In Mansfield v Weetabix [1998] 1 WLR 1263, the Defendant drove his lorry into the front of a shop. Unbeknown to him, he was hyperglycaemic at the time, meaning that his brain was starved of oxygen and couldn't function. It was held that the defendant was reasonably unaware that he was driving in a disabled condition, had he been aware it would have been unreasonable to continue. In that case the standard that he was held to was of the hyperglycaemic driver who is unaware of their condition.

Similarly, the age of the defendant can be taken into account where it is of relevance: Mullin v Richards [1998] 1 WLR 1304, involved two 15 year old girls who were play fighting. The standard was of a reasonable 15 year old.

 

Professional Standards

It is clear that a professional will be held to the standard of the reasonable professional performing that particular task, but how is reasonableness to be judged in situations where there are different opinions within the profession as to the proper way of performance. Divergence of opinion is particularly common in medicine where aetiology and the best mode of treatment is not always clear. In Bolam v Friern Hospital Management [1957] 1 WLR 582 a Claimant underwent electrotherapy in which there was a 1 in 10,000 chance of a convulsion causing a fracture. The Claimant was not given relaxant drugs which would have prevented the fracture and the question was whether this was negligent.
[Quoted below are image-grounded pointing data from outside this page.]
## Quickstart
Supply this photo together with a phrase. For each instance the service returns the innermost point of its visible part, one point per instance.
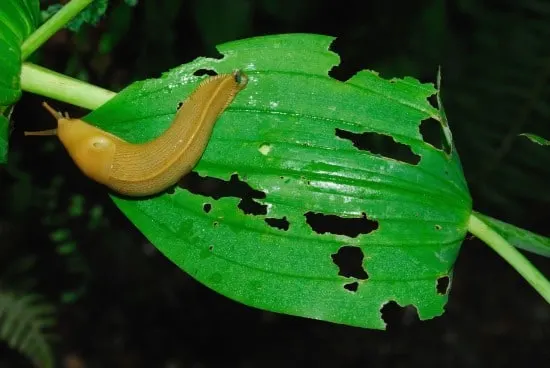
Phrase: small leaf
(18, 18)
(536, 139)
(314, 197)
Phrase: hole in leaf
(201, 72)
(380, 144)
(443, 285)
(432, 133)
(433, 101)
(281, 224)
(396, 316)
(352, 286)
(352, 227)
(264, 149)
(218, 188)
(251, 207)
(349, 260)
(350, 62)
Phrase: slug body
(152, 167)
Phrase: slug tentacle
(152, 167)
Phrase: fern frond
(23, 322)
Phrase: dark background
(122, 304)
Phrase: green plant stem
(45, 82)
(51, 26)
(511, 255)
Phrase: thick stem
(517, 260)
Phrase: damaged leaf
(315, 197)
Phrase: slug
(152, 167)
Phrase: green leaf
(536, 139)
(92, 14)
(519, 238)
(284, 212)
(18, 18)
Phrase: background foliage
(122, 304)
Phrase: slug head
(91, 149)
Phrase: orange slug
(152, 167)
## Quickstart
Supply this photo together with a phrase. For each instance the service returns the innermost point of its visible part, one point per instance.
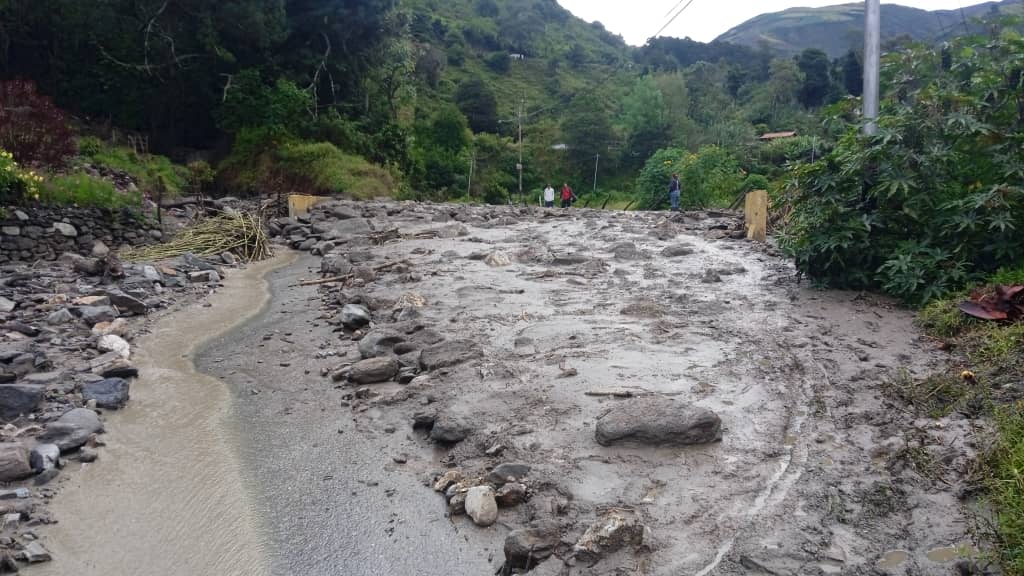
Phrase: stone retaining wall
(29, 234)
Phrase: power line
(673, 18)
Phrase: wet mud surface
(811, 476)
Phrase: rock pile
(29, 234)
(66, 328)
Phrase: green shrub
(150, 170)
(933, 200)
(89, 146)
(1006, 485)
(16, 184)
(83, 190)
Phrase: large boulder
(450, 353)
(109, 393)
(526, 546)
(373, 370)
(73, 429)
(480, 505)
(659, 421)
(14, 462)
(19, 399)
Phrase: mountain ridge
(840, 28)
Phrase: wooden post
(757, 215)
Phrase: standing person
(567, 196)
(674, 191)
(549, 197)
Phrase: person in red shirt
(567, 196)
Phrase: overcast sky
(705, 19)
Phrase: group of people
(675, 190)
(567, 196)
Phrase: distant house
(777, 135)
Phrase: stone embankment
(30, 234)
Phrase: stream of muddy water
(169, 496)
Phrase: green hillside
(838, 29)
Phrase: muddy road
(565, 316)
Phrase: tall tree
(817, 82)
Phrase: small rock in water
(615, 529)
(109, 393)
(374, 370)
(508, 471)
(354, 317)
(35, 552)
(526, 546)
(511, 494)
(44, 457)
(480, 505)
(498, 259)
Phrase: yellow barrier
(299, 205)
(757, 215)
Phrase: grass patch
(1006, 486)
(85, 191)
(941, 318)
(268, 161)
(148, 170)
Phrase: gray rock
(19, 399)
(73, 429)
(526, 546)
(66, 230)
(204, 276)
(336, 264)
(109, 393)
(95, 315)
(354, 317)
(448, 354)
(617, 528)
(677, 250)
(380, 342)
(480, 505)
(508, 471)
(125, 302)
(451, 429)
(657, 420)
(13, 462)
(62, 316)
(373, 370)
(44, 457)
(35, 552)
(511, 494)
(99, 249)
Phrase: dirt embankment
(597, 356)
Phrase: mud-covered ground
(818, 470)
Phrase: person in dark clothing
(674, 192)
(567, 196)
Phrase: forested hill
(838, 29)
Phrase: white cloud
(636, 21)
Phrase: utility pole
(519, 165)
(872, 56)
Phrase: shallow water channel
(168, 496)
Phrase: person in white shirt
(549, 197)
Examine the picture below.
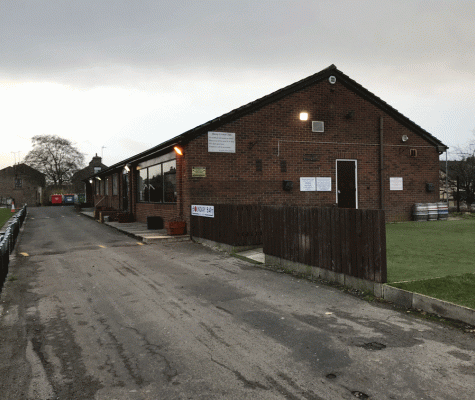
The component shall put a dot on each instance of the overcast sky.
(118, 77)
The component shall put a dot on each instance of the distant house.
(80, 181)
(324, 141)
(23, 184)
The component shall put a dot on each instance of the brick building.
(323, 141)
(23, 184)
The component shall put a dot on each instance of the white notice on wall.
(324, 184)
(395, 183)
(307, 184)
(202, 211)
(221, 142)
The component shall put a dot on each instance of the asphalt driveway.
(89, 313)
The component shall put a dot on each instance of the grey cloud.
(90, 42)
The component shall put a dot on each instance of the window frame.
(147, 195)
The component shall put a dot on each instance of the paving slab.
(139, 231)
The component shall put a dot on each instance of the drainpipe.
(447, 175)
(381, 166)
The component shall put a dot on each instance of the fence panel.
(236, 225)
(352, 242)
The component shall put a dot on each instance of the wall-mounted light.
(303, 116)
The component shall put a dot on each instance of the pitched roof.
(275, 96)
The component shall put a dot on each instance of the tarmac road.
(88, 313)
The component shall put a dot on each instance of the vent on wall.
(318, 126)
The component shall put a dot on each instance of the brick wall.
(273, 144)
(275, 135)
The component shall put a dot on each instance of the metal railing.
(8, 240)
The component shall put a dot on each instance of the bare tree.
(462, 173)
(55, 157)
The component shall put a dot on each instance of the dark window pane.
(142, 185)
(169, 175)
(155, 183)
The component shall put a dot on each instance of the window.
(115, 185)
(157, 183)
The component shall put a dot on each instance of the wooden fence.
(346, 241)
(235, 225)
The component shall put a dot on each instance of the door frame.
(356, 179)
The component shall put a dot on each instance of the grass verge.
(455, 289)
(426, 250)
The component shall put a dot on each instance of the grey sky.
(192, 61)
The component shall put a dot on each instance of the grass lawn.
(5, 214)
(456, 289)
(437, 258)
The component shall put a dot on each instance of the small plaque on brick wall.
(221, 142)
(198, 172)
(395, 183)
(324, 184)
(307, 184)
(310, 157)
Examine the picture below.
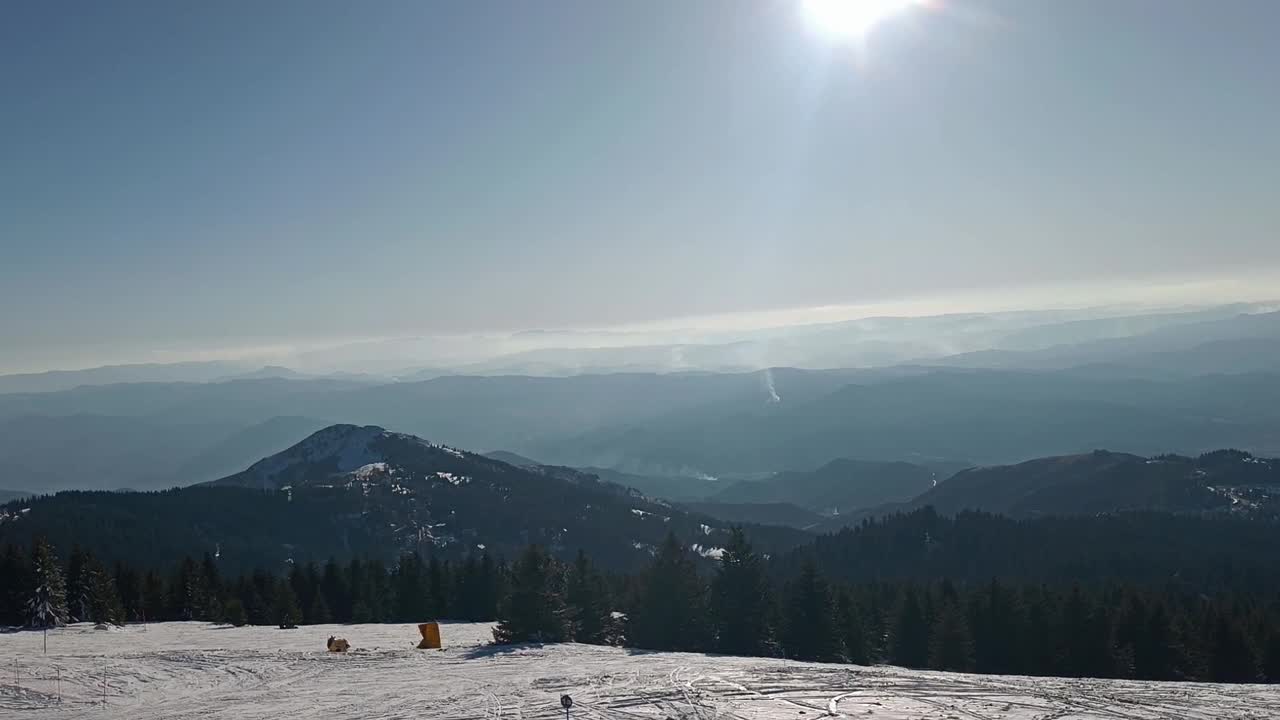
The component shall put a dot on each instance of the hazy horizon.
(241, 181)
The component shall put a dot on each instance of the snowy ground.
(197, 670)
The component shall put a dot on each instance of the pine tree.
(438, 588)
(128, 583)
(48, 604)
(909, 637)
(1156, 654)
(950, 641)
(319, 611)
(77, 584)
(154, 598)
(411, 591)
(853, 629)
(586, 598)
(1271, 655)
(740, 601)
(535, 610)
(287, 614)
(336, 591)
(492, 587)
(209, 592)
(16, 575)
(809, 619)
(1086, 638)
(671, 609)
(104, 598)
(1232, 657)
(233, 613)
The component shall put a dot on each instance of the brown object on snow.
(430, 636)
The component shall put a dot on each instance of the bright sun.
(853, 18)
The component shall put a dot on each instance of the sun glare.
(851, 18)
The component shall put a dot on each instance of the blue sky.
(215, 174)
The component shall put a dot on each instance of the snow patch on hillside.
(188, 670)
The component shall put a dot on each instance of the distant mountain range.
(1171, 382)
(350, 490)
(839, 486)
(1101, 482)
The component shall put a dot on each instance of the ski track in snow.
(183, 670)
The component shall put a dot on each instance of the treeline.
(40, 591)
(745, 605)
(1112, 632)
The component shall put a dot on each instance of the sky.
(210, 176)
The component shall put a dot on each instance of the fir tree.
(809, 624)
(853, 630)
(909, 637)
(233, 613)
(411, 591)
(48, 604)
(1232, 657)
(741, 601)
(104, 598)
(535, 610)
(16, 575)
(438, 588)
(950, 642)
(319, 611)
(671, 609)
(77, 584)
(154, 597)
(287, 613)
(586, 598)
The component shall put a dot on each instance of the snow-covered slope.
(183, 670)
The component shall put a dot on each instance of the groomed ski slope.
(179, 670)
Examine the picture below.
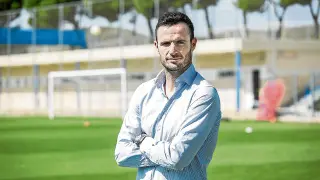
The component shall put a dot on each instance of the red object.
(270, 99)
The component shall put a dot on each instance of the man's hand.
(146, 144)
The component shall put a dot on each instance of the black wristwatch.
(140, 138)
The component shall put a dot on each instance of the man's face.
(174, 46)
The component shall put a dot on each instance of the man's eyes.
(169, 43)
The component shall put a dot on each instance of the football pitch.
(35, 148)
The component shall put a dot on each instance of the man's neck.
(171, 77)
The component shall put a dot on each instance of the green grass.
(40, 149)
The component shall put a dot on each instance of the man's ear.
(194, 43)
(155, 43)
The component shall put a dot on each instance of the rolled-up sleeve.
(203, 116)
(127, 153)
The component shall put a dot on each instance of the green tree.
(48, 17)
(249, 6)
(203, 4)
(146, 8)
(315, 12)
(10, 4)
(280, 8)
(6, 5)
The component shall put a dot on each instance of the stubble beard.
(179, 68)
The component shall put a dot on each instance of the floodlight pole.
(50, 96)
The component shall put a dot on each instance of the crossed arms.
(202, 115)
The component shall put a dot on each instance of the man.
(171, 127)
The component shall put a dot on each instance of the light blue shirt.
(185, 128)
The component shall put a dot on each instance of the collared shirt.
(184, 126)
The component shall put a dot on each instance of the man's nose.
(173, 48)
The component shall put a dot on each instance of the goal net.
(98, 92)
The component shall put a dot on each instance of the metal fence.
(114, 23)
(121, 22)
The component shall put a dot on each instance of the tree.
(146, 8)
(10, 4)
(281, 4)
(315, 12)
(6, 5)
(47, 17)
(204, 4)
(248, 6)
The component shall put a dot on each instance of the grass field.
(63, 149)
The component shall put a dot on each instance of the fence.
(121, 22)
(114, 23)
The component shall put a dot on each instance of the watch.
(140, 138)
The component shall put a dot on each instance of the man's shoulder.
(203, 86)
(201, 82)
(146, 86)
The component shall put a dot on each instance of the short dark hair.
(173, 18)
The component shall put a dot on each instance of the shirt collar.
(186, 77)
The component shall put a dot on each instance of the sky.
(224, 16)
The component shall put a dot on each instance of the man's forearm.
(127, 154)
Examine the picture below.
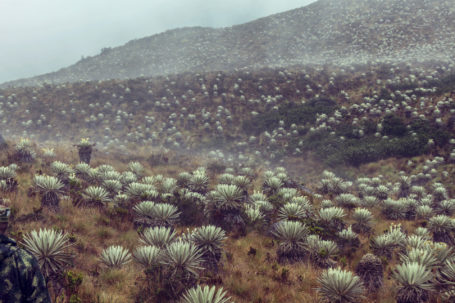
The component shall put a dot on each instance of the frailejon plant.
(183, 263)
(442, 228)
(206, 294)
(95, 196)
(292, 236)
(292, 212)
(322, 252)
(340, 286)
(158, 236)
(363, 219)
(50, 248)
(209, 240)
(414, 281)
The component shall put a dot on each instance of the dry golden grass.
(246, 277)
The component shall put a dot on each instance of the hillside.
(344, 32)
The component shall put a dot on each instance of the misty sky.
(40, 36)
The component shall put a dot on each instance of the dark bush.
(393, 126)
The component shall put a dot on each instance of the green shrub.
(393, 126)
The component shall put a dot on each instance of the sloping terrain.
(345, 32)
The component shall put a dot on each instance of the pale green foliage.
(331, 213)
(226, 179)
(292, 236)
(348, 201)
(258, 196)
(254, 214)
(115, 256)
(424, 211)
(182, 258)
(62, 170)
(208, 239)
(441, 224)
(158, 236)
(205, 294)
(49, 247)
(422, 256)
(413, 278)
(363, 217)
(340, 286)
(292, 212)
(112, 186)
(136, 168)
(148, 256)
(47, 184)
(226, 197)
(163, 214)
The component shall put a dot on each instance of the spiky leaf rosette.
(348, 201)
(441, 226)
(415, 282)
(322, 252)
(47, 184)
(164, 214)
(182, 259)
(227, 197)
(205, 294)
(49, 247)
(158, 236)
(61, 170)
(95, 196)
(363, 219)
(139, 191)
(272, 185)
(332, 218)
(115, 256)
(446, 280)
(209, 240)
(136, 168)
(340, 286)
(292, 236)
(148, 256)
(371, 271)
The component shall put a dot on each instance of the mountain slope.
(341, 31)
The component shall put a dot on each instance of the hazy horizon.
(43, 36)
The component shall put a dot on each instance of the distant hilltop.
(337, 31)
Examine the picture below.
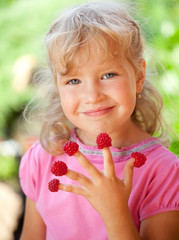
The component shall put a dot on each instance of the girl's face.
(99, 96)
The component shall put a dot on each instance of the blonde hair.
(72, 30)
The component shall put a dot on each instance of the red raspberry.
(140, 159)
(103, 140)
(71, 148)
(53, 185)
(59, 168)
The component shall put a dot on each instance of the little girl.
(96, 85)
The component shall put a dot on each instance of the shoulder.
(160, 157)
(37, 153)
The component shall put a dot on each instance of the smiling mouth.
(98, 112)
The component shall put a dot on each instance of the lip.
(98, 111)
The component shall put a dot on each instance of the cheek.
(68, 103)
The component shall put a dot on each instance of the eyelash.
(77, 81)
(114, 74)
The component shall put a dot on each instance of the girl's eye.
(73, 81)
(109, 75)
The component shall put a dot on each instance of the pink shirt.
(68, 216)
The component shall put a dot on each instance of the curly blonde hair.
(73, 30)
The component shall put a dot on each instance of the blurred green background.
(23, 25)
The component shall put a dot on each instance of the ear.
(141, 76)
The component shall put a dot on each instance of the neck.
(125, 137)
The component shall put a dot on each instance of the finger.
(73, 189)
(109, 169)
(78, 177)
(128, 173)
(88, 166)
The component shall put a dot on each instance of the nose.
(93, 93)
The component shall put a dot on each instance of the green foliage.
(23, 25)
(8, 167)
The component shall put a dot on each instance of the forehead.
(93, 50)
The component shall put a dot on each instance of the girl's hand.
(105, 192)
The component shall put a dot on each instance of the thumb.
(128, 173)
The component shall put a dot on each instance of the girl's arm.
(109, 196)
(34, 227)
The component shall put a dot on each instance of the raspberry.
(103, 140)
(71, 148)
(59, 168)
(140, 159)
(53, 185)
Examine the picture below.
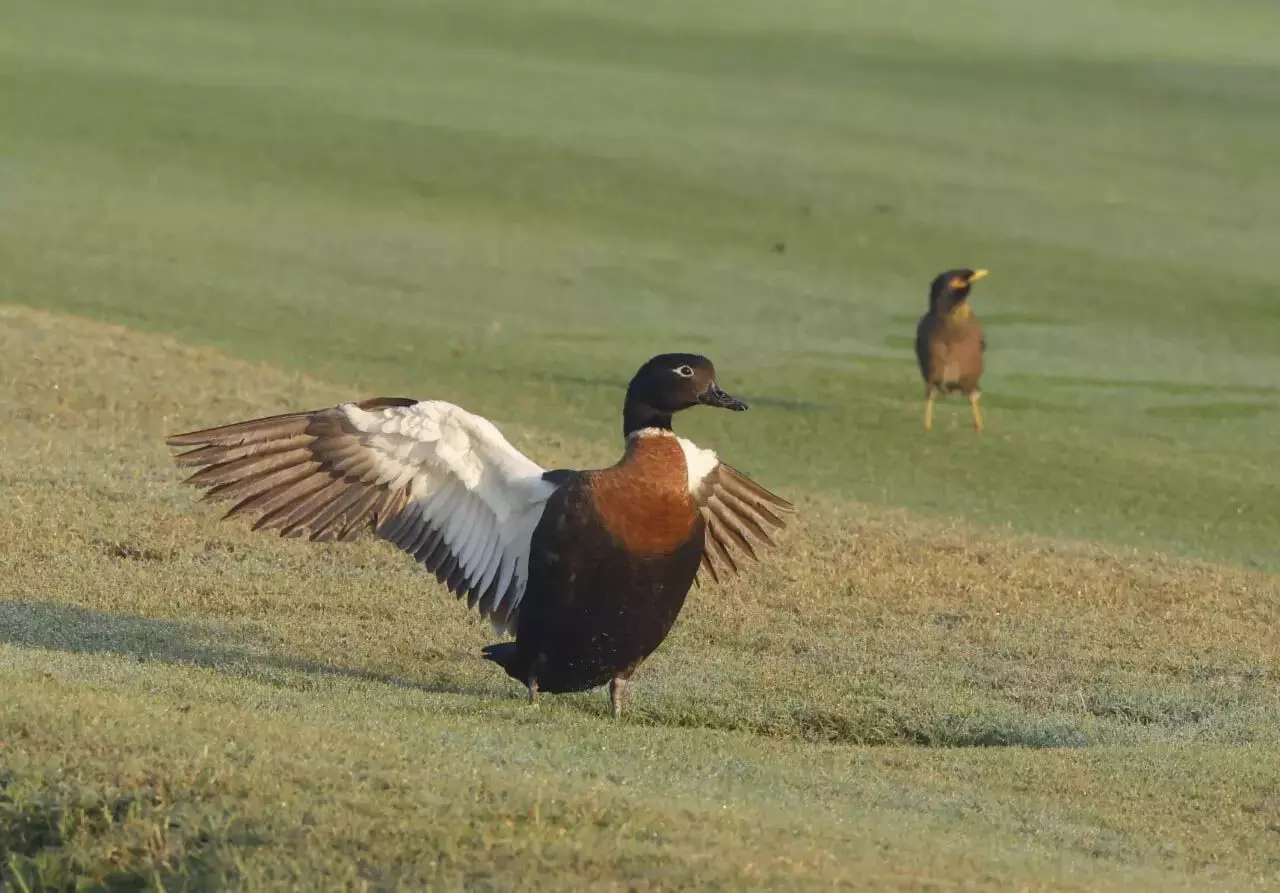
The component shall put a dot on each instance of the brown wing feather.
(306, 472)
(740, 514)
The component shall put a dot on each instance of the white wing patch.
(474, 499)
(698, 462)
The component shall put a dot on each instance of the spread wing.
(740, 514)
(435, 480)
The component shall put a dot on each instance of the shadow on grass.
(72, 628)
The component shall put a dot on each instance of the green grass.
(512, 205)
(1042, 658)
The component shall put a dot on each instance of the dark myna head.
(952, 287)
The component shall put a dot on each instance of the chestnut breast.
(644, 500)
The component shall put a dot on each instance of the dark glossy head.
(952, 287)
(670, 383)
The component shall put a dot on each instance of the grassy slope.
(197, 705)
(536, 196)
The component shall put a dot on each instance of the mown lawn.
(1038, 659)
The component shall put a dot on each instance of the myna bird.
(949, 342)
(588, 569)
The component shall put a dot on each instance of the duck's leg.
(617, 695)
(977, 413)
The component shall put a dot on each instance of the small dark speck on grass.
(127, 552)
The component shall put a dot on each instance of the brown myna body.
(949, 342)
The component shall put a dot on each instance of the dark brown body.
(949, 346)
(611, 564)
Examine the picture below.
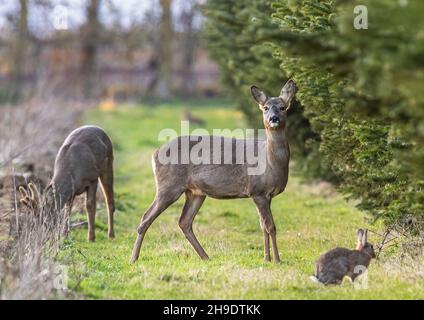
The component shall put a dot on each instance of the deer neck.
(277, 148)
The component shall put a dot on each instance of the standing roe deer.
(226, 181)
(85, 157)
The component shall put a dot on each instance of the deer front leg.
(191, 208)
(90, 205)
(263, 204)
(267, 253)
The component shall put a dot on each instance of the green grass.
(307, 225)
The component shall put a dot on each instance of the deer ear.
(288, 91)
(360, 238)
(259, 96)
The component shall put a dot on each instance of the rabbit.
(334, 265)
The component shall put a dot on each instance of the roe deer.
(85, 158)
(226, 181)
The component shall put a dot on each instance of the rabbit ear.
(365, 237)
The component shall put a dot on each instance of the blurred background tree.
(94, 48)
(361, 91)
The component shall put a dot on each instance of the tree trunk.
(90, 42)
(189, 42)
(164, 83)
(19, 54)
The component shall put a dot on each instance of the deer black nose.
(274, 119)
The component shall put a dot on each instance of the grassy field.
(308, 223)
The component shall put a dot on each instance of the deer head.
(274, 109)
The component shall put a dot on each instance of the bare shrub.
(30, 136)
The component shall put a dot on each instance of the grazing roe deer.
(226, 181)
(85, 158)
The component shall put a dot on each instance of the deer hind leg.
(267, 253)
(90, 204)
(160, 204)
(263, 205)
(106, 183)
(191, 208)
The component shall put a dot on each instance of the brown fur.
(85, 158)
(225, 181)
(337, 263)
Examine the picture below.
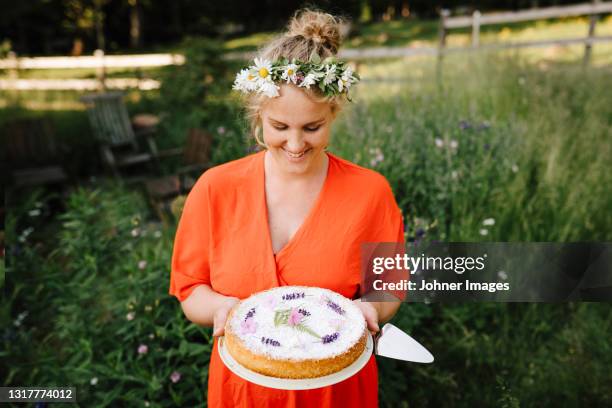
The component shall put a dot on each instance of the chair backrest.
(109, 118)
(197, 148)
(29, 142)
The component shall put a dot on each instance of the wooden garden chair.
(31, 154)
(195, 160)
(119, 143)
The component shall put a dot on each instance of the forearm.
(386, 310)
(201, 305)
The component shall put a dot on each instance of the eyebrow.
(307, 124)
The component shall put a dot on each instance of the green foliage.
(98, 314)
(524, 145)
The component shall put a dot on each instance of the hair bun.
(322, 28)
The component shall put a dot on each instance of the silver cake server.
(393, 343)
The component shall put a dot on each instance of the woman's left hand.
(370, 313)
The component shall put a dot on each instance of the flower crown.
(332, 76)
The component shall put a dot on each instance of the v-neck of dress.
(307, 220)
There was a division of opinion in the medical community as to whether a relaxant should be given. In finding for the defendant, the court stated that a professional could not be negligent as long as they acted in accordance with a body of competent medical opinion. McNair J stated,

" A doctor is not guilty of negligence if he has acted in accordance with a practice accepted as proper by a responsible body of medical opinion skilled in that particular art, even though a body of adverse opinion also exists amongst medical men "

It was not up to the judge to prefer a different opinion. This principle has been held to apply to all areas of medical law and cases involving professionals. It has lead to the accusation that the courts are excessively deferential to the opinions of professionals. Rather than simply make a finding that a body of the same opinion existed, the court should embark on an assessment of the reasonableness of the opinion.

 

Res Ipsa Loquitur

The final topic for consideration in respect of breach of duty is the res ipsa loquitur principle. The translation would be 'the thing speaks for itself'. The principle allows a claimant to recover even where there is no evidence of the defendant's breach of duty, not because the evidence found that the defendant was not negligent but because there was no evidence as to the cause of the injury at all. The injury, however, must be such that it could not have been caused (on a balance of probabilities) by anything other than negligence.

As an example, in Ng Chun Pui v Lee Chuen Tat [1988] RTR 298, the defendant bus driver in Hong Kong suddenly crossed the central reservation and into oncoming traffic, there were a number of injuries. The Claimants didn't call for oral evidence from the Defendant but instead relied on res ipsa loquitur. The Defendants argued that a car cut in front of the driver and he had to swerve. The Privy Council found for the defendants as the claimants had failed to answer the defence put forward. The court emphasised that the principle was not really a doctrine per se but rather simply a way of expressing a common sense idea: that the defendant probably caused the accident. The burden was on the claimant to prove a prima facie case which the defendant could then rebut.

Daborn v Bath Tramways Motor Co [1946] 2 ALL ER 333.

Wilsher v Essex Area Health Authority [1987] QB 730.